Some truths are so
important that they bear repeating. One
such truth is that for as long as the Republic has existed, the key to an understanding
of American politics has been race. This truth was once again borne in upon me by
the extraordinary video that has surfaced of Mitt Romney's impromptu talk to a
closed meeting of fat cat Republican donors.
[A second, subordinate, truth of contemporary American public life is
that everything, without exception, has been captured on a handheld device by
somebody or other and can be counted on to surface when least convenient.]
Romney's surreptitiously
recorded speech is widely viewed, on the right as well as on the left, as
having put paid to any lingering dreams the Republicans might have had of
winning the election. As Tallyrand is
reputed to have said about Napoleon's murder of the duc d'Enghien, it was worse
than a crime, it was a blunder.
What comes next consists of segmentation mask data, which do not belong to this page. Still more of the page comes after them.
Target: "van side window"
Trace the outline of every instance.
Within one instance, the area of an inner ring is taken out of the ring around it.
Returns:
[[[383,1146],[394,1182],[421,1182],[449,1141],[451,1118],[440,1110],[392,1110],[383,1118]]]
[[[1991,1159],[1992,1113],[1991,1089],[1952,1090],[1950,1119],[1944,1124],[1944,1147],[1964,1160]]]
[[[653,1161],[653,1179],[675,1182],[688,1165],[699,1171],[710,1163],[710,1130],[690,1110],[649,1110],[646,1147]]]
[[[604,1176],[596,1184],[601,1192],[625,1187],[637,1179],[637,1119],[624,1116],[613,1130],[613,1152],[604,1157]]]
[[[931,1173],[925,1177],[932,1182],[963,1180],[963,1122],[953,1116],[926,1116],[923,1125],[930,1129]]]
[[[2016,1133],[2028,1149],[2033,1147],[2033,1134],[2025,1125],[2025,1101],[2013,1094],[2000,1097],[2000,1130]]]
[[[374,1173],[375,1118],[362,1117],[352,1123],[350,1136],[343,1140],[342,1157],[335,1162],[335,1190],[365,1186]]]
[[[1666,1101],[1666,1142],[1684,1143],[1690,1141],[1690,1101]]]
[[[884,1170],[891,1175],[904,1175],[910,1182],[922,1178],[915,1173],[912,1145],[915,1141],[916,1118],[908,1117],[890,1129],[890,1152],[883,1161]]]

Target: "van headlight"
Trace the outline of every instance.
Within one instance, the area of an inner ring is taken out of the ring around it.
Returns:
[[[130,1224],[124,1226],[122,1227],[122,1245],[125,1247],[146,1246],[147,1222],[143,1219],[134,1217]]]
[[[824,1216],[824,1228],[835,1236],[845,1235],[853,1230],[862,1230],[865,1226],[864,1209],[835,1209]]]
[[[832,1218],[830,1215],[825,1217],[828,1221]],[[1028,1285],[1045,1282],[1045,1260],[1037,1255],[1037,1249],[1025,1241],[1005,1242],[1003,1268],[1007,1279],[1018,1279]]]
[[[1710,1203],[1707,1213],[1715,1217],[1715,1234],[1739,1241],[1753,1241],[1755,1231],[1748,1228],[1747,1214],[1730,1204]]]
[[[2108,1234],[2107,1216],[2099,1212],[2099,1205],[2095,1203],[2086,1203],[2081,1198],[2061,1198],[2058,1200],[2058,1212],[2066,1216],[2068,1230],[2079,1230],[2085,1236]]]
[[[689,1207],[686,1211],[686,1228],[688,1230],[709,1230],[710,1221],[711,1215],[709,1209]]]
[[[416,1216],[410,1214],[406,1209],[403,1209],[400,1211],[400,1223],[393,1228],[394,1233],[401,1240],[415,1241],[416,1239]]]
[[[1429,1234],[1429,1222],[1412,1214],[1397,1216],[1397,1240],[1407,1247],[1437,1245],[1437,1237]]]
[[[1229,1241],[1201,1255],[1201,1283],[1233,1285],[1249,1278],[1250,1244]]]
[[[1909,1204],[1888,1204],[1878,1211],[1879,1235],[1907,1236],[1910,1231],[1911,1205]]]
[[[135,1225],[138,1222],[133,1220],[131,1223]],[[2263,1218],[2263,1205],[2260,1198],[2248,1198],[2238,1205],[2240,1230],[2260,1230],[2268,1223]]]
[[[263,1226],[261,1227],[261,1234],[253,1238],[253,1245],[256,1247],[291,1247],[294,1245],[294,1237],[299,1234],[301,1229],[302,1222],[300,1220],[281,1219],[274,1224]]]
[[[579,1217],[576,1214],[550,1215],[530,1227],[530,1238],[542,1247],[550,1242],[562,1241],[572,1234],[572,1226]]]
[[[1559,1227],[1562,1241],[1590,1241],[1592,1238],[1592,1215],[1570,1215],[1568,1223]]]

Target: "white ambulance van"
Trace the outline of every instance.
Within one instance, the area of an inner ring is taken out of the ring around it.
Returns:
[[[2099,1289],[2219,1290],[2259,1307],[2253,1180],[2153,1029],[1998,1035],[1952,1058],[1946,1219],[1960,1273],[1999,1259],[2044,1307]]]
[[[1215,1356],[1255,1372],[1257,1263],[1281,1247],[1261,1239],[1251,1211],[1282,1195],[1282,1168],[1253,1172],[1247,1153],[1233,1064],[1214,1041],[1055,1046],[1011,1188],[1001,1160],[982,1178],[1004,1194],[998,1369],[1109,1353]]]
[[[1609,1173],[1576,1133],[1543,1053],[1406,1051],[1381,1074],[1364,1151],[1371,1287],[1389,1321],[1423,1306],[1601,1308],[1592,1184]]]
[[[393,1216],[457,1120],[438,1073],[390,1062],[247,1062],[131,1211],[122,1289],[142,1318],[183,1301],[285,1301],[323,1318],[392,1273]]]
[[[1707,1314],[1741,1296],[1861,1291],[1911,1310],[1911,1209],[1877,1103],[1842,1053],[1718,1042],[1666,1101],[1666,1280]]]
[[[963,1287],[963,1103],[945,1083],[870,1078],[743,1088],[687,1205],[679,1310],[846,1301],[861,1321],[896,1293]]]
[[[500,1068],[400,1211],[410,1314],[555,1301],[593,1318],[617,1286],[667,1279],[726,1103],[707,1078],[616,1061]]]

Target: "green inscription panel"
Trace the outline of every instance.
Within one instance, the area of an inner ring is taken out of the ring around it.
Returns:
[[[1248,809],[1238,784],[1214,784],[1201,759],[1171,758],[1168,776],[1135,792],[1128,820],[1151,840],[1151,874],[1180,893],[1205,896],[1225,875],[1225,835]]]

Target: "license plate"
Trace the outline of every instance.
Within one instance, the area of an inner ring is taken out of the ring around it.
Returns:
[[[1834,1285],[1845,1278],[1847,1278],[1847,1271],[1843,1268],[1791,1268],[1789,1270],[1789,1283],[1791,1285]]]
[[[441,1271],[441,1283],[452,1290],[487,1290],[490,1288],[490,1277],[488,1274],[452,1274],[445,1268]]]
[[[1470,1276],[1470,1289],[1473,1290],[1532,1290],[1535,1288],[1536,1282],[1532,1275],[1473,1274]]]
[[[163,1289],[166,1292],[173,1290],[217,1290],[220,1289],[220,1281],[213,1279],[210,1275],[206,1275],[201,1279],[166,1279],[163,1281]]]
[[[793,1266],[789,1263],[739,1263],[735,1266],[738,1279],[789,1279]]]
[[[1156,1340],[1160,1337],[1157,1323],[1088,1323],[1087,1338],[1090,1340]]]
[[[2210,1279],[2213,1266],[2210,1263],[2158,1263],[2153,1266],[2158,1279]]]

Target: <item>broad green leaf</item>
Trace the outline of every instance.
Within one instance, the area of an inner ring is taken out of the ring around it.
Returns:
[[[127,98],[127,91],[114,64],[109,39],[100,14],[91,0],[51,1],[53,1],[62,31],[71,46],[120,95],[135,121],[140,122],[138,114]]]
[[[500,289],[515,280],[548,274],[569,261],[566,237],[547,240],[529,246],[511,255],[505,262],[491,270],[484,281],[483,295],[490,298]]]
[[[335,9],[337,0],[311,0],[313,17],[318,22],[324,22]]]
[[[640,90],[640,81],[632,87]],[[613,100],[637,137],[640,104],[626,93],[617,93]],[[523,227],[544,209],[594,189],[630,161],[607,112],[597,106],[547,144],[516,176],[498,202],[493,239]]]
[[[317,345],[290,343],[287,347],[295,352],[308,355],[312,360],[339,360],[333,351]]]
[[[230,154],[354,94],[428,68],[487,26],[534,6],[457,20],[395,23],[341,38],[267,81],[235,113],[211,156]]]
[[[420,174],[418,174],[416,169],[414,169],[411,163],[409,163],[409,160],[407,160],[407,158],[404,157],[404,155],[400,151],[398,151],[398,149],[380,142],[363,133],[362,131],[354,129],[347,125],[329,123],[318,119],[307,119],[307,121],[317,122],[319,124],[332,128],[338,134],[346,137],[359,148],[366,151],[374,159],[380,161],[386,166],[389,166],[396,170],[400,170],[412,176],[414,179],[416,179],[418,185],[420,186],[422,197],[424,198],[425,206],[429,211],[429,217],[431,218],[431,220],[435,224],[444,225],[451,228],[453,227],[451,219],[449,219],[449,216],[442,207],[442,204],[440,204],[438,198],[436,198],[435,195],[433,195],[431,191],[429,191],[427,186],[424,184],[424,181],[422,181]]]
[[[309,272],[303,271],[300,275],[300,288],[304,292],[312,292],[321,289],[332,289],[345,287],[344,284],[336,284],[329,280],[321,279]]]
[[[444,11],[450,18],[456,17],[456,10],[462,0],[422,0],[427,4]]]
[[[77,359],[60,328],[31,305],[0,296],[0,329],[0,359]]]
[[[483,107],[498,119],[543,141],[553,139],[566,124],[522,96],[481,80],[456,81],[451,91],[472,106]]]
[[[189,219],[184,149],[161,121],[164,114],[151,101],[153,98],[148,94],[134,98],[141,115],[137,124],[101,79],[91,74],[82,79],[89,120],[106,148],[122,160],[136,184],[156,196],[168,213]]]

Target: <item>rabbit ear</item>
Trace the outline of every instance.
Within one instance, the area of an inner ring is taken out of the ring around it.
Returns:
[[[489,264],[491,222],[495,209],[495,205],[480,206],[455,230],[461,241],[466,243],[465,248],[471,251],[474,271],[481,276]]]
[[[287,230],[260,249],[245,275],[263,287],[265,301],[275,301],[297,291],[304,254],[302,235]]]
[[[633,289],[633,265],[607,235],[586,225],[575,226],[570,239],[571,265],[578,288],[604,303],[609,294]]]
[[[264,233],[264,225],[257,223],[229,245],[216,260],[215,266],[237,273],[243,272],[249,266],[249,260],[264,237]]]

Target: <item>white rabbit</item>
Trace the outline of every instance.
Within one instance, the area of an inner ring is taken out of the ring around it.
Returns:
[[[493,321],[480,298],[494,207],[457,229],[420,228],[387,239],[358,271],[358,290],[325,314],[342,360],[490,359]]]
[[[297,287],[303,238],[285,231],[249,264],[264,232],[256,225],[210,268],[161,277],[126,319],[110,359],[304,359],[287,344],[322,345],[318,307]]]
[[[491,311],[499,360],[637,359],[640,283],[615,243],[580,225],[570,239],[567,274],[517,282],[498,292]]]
What can
Romney have been thinking when he casually dismissed 47% of Americans as
free-loading moochers incapable of caring for themselves and slavishly beholden
to Democrats throwing them slops? Never
mind that Romney had his facts completely wrong. I think we have become accustomed to
that. But in the midst of an election
that he is currently losing, what can have possessed him to speak
condescendingly and contemptuously of a tad less than half of the American
electorate?
The answer, as always, is
race. Let me repeat what I have written
here before. Both before and after the
Civil War, poor whites in the South and also in the North, bemired in a
socially and economically disadvantaged position in American society, consoled
themselves with the thought that however poor they were, however much they were
disrespected by their wealthier and socially more prominent betters, at least they were not Black! In both the North and the South, here was a
permanent underclass toward whom they could show disdain, whom they could
discriminate against, and on occasion whom they could lynch with impunity. That structural fact of American life was
written into the Black Codes -- laws that reinstituted de facto servitude after the
end of formal, legal slavery; it was written into Jim Crow, into the
exclusionary racial covenants that kept Black families trapped in ghettoes, into
the racial quotas at Northern colleges, and into the devil's compact between
employers and White labor unions that kept former slaves from any chance of
securing good industrial jobs.
The success of the Civil
Rights Movement in ending Jim Crow, in breaking down the barriers to
employment, and in winning the vote for Black citizens deprived poor Whites of
their only consolation for their disadvantaged condition, and they reacted with
anger, bitterness, and a deep sense of betrayal. It is the bitter residue of this ressentiment that explains the tenacity
with which poor and lower middle class Whites vote against their economic
interest by supporting Republican candidates whose policies sink them ever
deeper into economic despair.
Mitt Romney knew what he
was saying when he described 47% of Americans as takers, moochers,
free-loaders. He was talking about Black
and Brown Americans, and he was talking to White America. The numbers do not matter, nor do the
facts. What mattered was a desperate
attempt to tap into that deep well of bitterness and try to transform it into a
winning coalition of White voters.
Happily, he will
fail. But he is not a fool, and what he
did was not in fact a blunder. It was
one last resurrection of Richard Nixon's Southern Strategy.